Blink and you’ll miss it, but when replicant Pris goes in search for Sebastian, she finds him across the street from this historic venue, visible in the background of the scene. While you typically can’t go inside, the 1917 theater—the first of the Grauman movie palaces—occasionally opens its doors for screenings, particularly during Last Remaining Seats and some off-site Cinespia events.
You won’t find Blade Runner’s buzzing underbelly in any alleyway in Downtown L.A. Instead, the film’s neon-drenched East-meets-L.A. market was filmed on the Warner Bros. backlot.
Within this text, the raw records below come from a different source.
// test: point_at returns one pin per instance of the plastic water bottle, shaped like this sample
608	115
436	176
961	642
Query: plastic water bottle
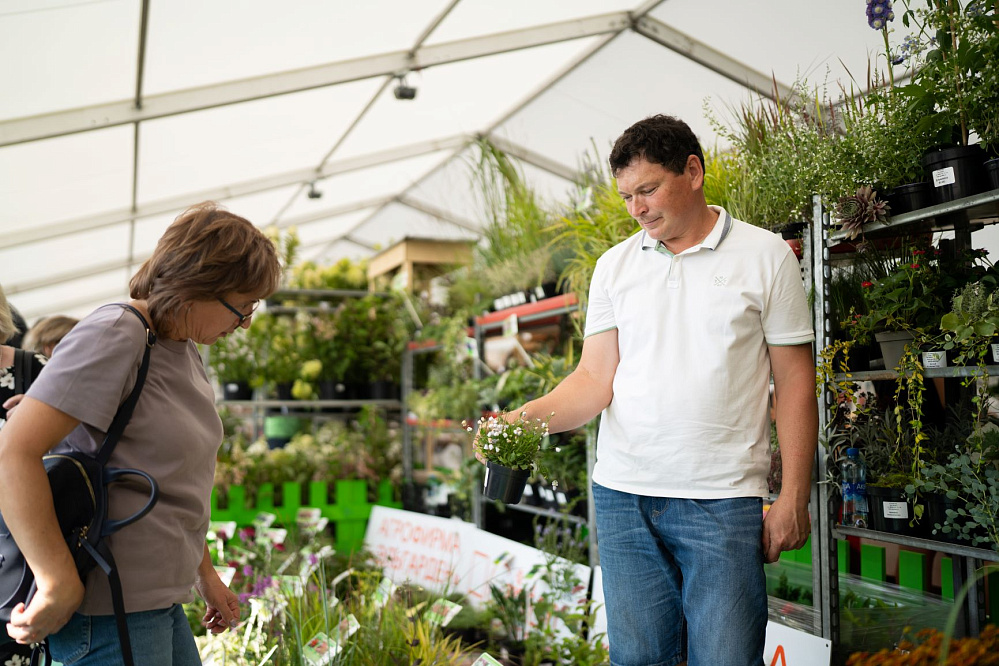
854	479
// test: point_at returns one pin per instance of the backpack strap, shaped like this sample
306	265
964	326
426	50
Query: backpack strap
124	413
22	371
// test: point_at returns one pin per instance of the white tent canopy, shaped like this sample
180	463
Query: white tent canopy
117	114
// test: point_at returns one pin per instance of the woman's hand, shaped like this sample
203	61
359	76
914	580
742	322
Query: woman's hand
49	610
223	605
12	402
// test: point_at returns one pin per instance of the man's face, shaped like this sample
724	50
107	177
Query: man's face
657	198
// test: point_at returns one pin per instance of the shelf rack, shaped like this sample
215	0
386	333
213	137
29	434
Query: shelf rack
961	216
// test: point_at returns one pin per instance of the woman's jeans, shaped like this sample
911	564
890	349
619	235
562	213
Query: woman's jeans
683	578
159	638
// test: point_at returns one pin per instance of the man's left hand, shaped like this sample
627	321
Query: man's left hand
785	527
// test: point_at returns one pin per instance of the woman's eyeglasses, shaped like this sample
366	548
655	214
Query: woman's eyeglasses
242	317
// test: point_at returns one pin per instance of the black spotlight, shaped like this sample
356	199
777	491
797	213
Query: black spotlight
402	91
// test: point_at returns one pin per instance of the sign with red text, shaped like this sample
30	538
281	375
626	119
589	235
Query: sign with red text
445	555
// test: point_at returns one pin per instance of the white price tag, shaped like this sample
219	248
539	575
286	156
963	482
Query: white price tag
943	177
899	510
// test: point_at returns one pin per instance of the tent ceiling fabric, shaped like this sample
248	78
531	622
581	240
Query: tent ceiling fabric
109	130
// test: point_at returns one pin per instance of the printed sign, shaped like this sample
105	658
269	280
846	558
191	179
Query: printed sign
263	520
320	650
442	612
943	177
898	510
223	529
486	660
384	592
789	647
347	627
226	574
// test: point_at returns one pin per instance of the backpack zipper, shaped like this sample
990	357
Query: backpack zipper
83	473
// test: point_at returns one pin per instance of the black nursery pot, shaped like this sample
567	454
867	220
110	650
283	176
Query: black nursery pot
890	510
955	173
909	197
992	173
504	483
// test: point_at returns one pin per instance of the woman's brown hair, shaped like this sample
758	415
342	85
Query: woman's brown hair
205	254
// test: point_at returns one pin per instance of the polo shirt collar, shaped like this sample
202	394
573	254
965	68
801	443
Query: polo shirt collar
714	238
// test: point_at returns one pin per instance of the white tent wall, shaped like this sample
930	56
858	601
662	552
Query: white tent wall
248	102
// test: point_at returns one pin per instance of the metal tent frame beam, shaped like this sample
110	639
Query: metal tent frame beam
100	116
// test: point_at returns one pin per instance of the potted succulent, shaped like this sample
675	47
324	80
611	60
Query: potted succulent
510	447
905	302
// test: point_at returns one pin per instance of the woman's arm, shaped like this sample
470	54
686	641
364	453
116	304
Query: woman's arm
27	507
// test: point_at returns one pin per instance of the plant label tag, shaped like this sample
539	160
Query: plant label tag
510	326
485	660
224	529
935	359
290	585
226	574
943	177
276	535
308	516
896	510
442	612
263	520
384	592
320	650
347	627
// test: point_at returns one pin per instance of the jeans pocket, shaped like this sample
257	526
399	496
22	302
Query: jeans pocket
72	642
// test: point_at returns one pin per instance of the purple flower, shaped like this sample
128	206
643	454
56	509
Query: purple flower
879	12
Take a ride on the studio tour and you’ll catch a glimpse of this city stand-in.
While you can’t actually step inside the Frank Lloyd Wright house that doubled as Deckard’s home, that’s alright: Only the exterior of the Mayan-temple–like textile block home was shot on location, while the memorably low ceilings of the interior were actually part of an on-set recreation. That said, you can still admire the home from the front gate.
On Deckard’s drive home, he passes through the unmistakable sparkly sheen of Downtown L.A.’s 2nd Street Tunnel. The white-tiled tunnel connects Figueroa Street with Hill Street and is accessible by both car and bike.